Forex is a truly global marketplace. Four major trading centres – in London, New York, Tokyo and Sydney – provide access to the currency markets 24 hours a day. Of these, London sees the highest trading volume, accounting for 37 per cent of all currency trades.
However, while the City of London is responsible for a high percentage of daily total trades, it does not regulate or control the market in any way. In fact, the trade in foreign currency is not facilitated by any single authority or centralised exchange at all. Instead, traders can buy or sell currency pairs directly with other traders in the market. This form of direct exchange is known as an over-the-counter (OTC) market. OTC trading is considered one of the primary factors in the growth of forex: independent investors can access and participate in the market from any location, at any time of the day or night.

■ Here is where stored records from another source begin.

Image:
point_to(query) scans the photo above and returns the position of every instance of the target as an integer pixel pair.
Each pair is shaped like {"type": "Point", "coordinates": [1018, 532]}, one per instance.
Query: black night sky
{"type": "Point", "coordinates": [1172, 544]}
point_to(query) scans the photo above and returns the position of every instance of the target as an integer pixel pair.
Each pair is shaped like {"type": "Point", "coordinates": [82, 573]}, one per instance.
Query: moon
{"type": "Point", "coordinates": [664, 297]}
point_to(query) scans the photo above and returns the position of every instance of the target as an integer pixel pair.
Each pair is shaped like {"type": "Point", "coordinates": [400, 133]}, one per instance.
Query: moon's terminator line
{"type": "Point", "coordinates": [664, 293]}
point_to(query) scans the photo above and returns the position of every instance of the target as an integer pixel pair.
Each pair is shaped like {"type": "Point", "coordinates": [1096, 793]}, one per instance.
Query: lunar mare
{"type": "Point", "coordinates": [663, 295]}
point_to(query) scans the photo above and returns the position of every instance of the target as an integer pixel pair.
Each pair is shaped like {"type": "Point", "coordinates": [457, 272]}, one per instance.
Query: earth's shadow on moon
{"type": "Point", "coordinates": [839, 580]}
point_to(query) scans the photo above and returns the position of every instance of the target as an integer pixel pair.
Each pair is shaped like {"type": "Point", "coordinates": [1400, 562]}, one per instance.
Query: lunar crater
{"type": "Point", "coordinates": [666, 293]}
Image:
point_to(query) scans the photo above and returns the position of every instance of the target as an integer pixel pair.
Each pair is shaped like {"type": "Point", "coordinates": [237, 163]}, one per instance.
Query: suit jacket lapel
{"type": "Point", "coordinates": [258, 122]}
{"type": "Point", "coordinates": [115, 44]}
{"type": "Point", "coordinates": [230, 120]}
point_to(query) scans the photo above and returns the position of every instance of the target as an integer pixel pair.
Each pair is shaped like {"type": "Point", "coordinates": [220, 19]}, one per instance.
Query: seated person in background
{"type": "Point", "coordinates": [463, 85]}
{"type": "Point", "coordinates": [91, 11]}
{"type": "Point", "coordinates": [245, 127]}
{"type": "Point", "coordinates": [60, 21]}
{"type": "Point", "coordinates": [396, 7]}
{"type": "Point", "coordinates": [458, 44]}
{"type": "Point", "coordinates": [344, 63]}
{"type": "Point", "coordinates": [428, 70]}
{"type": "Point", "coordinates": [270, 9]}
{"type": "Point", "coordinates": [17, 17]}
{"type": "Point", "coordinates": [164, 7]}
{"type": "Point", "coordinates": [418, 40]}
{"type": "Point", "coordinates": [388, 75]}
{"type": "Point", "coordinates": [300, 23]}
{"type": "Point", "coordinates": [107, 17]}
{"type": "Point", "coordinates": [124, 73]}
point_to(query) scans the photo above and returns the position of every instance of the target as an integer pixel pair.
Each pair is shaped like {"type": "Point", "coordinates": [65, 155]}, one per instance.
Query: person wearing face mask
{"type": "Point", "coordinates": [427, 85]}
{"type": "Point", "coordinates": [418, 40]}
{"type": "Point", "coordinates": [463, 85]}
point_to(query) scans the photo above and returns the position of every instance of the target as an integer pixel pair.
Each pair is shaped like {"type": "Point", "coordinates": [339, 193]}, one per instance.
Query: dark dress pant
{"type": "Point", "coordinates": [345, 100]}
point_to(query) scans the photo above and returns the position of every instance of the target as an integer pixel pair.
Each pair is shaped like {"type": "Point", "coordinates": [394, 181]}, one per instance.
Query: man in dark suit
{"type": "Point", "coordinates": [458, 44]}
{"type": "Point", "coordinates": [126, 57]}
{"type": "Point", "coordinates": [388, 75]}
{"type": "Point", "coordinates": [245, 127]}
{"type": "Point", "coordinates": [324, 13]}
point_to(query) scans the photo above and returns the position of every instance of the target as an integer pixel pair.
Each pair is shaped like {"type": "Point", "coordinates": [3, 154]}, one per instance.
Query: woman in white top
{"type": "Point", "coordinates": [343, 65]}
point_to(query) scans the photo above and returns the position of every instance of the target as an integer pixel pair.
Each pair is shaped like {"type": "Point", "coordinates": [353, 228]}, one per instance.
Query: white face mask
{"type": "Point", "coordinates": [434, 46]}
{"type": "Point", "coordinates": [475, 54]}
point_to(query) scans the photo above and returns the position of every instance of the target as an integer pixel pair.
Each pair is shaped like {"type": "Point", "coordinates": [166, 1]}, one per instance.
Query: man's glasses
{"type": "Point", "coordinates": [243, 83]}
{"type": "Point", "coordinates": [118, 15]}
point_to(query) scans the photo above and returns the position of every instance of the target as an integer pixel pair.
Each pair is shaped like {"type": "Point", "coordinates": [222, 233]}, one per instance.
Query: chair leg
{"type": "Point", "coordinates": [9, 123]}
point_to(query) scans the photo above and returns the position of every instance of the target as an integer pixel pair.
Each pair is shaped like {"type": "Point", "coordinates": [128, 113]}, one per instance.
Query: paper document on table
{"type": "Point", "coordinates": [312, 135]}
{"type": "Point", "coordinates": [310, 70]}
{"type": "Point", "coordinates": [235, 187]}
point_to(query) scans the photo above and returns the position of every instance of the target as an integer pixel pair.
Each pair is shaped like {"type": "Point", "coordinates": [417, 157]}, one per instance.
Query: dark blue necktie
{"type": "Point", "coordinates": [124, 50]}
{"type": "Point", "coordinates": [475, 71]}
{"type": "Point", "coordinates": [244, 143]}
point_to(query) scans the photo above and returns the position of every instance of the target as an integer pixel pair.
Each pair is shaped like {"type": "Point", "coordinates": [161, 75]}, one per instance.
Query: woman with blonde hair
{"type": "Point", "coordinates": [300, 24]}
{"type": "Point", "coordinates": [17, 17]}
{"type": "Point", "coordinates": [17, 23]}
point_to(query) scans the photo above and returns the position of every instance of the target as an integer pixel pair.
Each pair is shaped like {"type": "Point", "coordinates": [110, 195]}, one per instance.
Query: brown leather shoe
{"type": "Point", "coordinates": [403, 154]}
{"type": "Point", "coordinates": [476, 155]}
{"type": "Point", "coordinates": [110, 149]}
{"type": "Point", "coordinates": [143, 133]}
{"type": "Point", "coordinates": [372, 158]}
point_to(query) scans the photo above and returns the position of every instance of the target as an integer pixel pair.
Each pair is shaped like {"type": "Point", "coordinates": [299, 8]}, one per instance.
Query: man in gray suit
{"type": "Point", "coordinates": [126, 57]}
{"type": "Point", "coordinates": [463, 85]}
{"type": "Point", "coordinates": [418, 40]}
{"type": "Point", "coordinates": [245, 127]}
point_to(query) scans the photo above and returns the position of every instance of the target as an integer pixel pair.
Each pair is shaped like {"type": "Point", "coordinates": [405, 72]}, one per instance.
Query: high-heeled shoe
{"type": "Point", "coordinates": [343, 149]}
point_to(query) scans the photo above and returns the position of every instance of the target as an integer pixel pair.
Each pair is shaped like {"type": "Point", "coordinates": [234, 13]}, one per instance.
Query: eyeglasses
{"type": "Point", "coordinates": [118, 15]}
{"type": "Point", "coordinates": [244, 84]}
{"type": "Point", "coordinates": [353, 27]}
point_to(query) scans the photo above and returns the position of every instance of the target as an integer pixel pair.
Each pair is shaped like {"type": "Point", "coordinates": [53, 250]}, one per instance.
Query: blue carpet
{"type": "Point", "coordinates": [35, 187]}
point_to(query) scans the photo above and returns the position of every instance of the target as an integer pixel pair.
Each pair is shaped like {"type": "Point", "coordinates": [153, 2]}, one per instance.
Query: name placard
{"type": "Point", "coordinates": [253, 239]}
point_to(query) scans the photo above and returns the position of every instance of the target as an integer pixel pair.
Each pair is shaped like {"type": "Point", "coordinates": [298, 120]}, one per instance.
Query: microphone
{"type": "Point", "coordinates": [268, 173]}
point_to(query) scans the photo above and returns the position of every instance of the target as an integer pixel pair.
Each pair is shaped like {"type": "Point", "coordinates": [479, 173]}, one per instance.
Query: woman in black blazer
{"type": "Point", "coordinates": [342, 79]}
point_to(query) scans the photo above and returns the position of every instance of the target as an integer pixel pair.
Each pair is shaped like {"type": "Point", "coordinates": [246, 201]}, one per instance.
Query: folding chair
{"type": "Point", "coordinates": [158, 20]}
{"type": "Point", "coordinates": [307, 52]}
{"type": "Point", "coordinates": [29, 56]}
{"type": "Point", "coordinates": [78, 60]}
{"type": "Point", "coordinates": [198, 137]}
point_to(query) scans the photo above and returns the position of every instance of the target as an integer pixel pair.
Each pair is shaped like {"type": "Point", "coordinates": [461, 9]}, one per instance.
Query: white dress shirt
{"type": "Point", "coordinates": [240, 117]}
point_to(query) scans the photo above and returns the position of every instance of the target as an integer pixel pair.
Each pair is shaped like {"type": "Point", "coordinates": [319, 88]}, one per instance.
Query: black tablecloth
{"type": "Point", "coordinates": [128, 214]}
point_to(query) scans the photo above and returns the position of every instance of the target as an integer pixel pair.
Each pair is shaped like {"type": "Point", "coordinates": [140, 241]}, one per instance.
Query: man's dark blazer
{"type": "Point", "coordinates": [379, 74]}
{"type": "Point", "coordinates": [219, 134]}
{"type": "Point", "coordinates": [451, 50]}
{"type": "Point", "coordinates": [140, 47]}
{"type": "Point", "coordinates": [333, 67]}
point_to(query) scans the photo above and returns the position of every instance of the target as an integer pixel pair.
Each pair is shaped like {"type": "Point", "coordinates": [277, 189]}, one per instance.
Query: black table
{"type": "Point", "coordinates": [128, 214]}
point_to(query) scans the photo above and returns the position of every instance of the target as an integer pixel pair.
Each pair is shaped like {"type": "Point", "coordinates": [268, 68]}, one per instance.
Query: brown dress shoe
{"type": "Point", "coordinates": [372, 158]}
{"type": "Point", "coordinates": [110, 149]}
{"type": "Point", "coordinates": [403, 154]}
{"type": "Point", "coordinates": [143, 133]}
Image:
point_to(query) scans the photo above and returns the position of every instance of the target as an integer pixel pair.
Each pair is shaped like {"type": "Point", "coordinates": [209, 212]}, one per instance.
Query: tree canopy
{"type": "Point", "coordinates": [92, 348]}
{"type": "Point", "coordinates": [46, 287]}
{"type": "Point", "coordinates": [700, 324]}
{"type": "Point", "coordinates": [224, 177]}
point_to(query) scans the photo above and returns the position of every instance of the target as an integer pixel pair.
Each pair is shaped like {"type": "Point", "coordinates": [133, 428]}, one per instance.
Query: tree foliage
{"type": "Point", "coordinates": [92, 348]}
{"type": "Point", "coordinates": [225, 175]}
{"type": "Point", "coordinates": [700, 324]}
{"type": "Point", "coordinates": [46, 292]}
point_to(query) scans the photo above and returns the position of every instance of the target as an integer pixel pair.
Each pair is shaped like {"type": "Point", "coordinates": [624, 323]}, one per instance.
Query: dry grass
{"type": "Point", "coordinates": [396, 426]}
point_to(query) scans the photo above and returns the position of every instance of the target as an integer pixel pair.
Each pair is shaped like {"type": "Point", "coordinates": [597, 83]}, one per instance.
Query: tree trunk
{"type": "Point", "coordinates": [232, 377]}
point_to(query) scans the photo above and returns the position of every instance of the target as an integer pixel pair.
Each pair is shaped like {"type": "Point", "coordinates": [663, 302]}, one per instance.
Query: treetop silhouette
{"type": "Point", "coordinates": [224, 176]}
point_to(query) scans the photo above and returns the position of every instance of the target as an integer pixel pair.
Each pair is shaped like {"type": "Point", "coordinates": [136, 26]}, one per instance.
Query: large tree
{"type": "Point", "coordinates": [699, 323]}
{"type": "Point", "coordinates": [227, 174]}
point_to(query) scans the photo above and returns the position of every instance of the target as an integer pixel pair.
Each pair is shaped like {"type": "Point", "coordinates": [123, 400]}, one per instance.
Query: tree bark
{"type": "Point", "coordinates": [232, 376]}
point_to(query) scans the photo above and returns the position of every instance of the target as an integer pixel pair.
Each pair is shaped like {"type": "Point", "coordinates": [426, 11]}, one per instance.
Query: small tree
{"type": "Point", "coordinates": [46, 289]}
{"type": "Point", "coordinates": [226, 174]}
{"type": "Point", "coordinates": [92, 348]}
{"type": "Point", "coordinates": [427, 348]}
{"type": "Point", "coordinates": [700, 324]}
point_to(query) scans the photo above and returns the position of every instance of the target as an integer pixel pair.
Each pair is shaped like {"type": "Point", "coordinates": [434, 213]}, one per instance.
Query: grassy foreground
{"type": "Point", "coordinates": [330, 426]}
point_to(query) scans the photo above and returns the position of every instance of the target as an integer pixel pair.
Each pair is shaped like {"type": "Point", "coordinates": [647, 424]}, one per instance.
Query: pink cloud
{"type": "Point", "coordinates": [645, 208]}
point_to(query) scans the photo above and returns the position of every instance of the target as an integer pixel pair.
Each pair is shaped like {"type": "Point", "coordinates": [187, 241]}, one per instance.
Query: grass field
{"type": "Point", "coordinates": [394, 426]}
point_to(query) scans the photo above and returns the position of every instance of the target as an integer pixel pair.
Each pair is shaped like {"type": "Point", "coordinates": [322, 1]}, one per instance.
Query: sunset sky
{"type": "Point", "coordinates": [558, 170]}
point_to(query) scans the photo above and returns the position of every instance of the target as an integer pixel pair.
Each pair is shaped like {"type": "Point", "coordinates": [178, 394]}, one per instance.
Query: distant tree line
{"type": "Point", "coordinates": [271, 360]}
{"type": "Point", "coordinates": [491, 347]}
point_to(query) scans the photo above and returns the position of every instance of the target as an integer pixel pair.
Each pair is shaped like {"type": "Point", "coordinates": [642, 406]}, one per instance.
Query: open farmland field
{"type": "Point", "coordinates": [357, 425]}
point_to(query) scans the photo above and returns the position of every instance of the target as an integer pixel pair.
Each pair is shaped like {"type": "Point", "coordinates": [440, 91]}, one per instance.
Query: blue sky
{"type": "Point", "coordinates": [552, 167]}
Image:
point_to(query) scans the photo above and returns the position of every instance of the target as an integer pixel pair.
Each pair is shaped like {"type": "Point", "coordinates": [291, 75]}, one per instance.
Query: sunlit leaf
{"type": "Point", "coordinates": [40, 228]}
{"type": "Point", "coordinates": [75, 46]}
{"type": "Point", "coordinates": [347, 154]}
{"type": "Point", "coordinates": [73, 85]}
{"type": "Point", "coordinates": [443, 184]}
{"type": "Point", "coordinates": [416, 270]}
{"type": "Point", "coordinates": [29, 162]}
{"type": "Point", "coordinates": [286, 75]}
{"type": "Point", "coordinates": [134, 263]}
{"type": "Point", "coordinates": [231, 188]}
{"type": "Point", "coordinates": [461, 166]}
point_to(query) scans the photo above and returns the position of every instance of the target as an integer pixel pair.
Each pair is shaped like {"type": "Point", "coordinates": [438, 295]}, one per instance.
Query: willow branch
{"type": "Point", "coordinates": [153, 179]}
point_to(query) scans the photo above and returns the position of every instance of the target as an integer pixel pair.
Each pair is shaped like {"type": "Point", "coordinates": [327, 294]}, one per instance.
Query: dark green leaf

The foreign currency market has undergone dramatic change, and experienced rapid growth, throughout the past five decades. It has adapted its role to make use of new technologies: permitting free-floating currency valuations, and enabling private individuals to participate in markets without having to leave their homes.
Today, the forex market continues to evolve, and represents one of the most open and democratic trading opportunities on the planet. But the buying and selling of world currencies represents more than an investment: it is helping to make efficient world trade a reality.